The hatred and frustration lost this afternoon returned in an instant. I know
what I had done, and I had heard half of my twisted self congratulate me for it.
But hearing it from HIM was not something I needed,...I didn't need,...didn't
WANT him to APPROVE of ME! How are you supposed to feel when you do exactly what
your most hated, most detested enemy wants you do to do?! How can you help but
feel STUPID!? A magnified sense of the word! Magnified tenfold, a thousandfold!
I HATED myself, almost as much as I hated him,...and he had to rub it in by
PRAISING what I had done,...Goddamnit, LET HIM DIE! My grip on my knife was not
good in my rush, my impulsive attack. And he was easily able to step out of the
way of my crazed assault.
I immediately turned and slashed again, forcing him to draw his own weapon to
counter. We both hit clothing and a sliver of flesh. Droplets of blood splashed
on the ground, insignificant in the growing heat of a battle. "Why the hate
Yammy? Aren't you proud?!" I rewarded his taunt with another attack, he grabbed
my wrist and pushed me back, "No?" He jumped back, then forward again, and
kicked at me. I sidestepped, but he hit my side, I felt a sting. A reminder that
my old wounds had not healed completely. Wait,...if mine hadn't healed, then
neither have his. Another leg was launched at me as I processed this thought; I
took a step back then threw my knife at Aymichi's head.

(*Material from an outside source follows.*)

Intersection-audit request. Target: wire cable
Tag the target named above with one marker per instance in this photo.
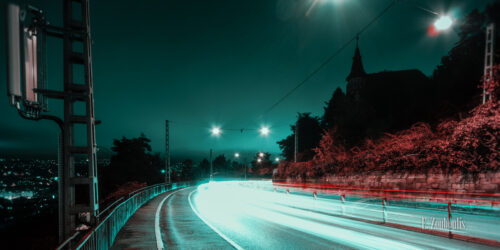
(322, 65)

Surprised, he just barely moved out of harm's way, but he turned to look at
where the blade had landed, giving me a chance to slam elbow-first into his
side, where I had slashed him in our last encounter. He let out a sharp yelp and
crashed against the wall, cursing. I retrieved my knife and and stabbed at him.

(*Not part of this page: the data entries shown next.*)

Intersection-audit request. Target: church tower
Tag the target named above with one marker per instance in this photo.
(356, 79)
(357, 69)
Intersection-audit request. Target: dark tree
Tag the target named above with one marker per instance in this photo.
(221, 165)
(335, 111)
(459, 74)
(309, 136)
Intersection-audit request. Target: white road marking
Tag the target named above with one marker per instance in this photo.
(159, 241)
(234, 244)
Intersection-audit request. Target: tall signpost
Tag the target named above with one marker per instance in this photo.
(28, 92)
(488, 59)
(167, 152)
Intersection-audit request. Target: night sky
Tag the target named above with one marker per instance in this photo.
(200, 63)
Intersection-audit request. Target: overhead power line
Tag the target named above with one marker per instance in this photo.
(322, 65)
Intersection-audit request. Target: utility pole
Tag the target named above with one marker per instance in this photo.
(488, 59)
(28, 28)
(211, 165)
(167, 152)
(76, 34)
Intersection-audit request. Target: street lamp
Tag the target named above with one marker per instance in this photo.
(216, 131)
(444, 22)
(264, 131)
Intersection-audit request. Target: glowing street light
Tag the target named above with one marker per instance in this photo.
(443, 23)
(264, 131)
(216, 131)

He rolled away, but hit the trash bin. "Think you're so clever, don't you
Ishida?" he snarled, amusement gone from his voice. I smirked, it was
unbelievably satisfying to see him suffer,...it was a morbid feeling, and a part
of me didn't like it. It made me feel even more like my enemy.
He moved suddenly from his position, shoving me with one hand while the other
slashed forward. The combination had me stumble backwards and into the opposite
wall and a large warehouse window. Aymichi pounced, literally crouching and
pushing off on all fours (or three, as knife was in one hand) and landing almost
on top of me with his blade. He caught the tail of my shirt, which thankfully
tore, as I hauled ass out of his way. I got to my feet and backed up more,
trying to find some time to think. This time he threw his knife, missed, and the
weapon crashed through the fragile window, shattering it into a million pieces.

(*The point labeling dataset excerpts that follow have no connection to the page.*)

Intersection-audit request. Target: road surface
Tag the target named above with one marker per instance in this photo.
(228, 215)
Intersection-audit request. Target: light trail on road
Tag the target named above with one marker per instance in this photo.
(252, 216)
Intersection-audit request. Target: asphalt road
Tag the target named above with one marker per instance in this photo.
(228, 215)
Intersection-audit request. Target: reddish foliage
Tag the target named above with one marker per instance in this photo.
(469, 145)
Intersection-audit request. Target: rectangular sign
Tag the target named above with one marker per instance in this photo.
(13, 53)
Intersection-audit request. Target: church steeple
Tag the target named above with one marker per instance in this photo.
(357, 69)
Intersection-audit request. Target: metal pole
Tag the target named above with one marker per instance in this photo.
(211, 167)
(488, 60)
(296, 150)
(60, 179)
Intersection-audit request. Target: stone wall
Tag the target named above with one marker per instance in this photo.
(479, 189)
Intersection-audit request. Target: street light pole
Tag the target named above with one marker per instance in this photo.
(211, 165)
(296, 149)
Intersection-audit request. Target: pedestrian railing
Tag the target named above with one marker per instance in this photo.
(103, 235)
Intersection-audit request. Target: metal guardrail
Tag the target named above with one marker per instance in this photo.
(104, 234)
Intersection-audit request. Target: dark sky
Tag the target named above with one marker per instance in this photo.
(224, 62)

I jumped through, hoping to get to his knife before he did.
It was dark inside the warehouse and there was now broken glass all over the
floor and random boxes. Thank god I decided to steal shoes yesterday. My eyes
prowled for the discarded weapon, but Aymichi joined me inside the building
before I could find it. I turned to face him, only to be kicked in the stomach
and thrown into a pile of empty boxes. I groaned out loud and forced myself to
get up. It hurts, it hurts, but you have to get up, the voices chorused
from the sidelines in my head. Aymichi's eyes glowed demonically from the other
side of the room, "One of us is going to die tonight, Yamato,...." There was
something different about his voice; it was even more serious than it had been
when I hit his old wound. But I didn't really care, what he said was true. I was
not going to stop here tonight unless I was killed, or unless he was dead. "So
be it." I hissed at him, and ignoring the pulsing sting at my side I dashed
towards him again, knife ready.
So tonight would end everything, would it?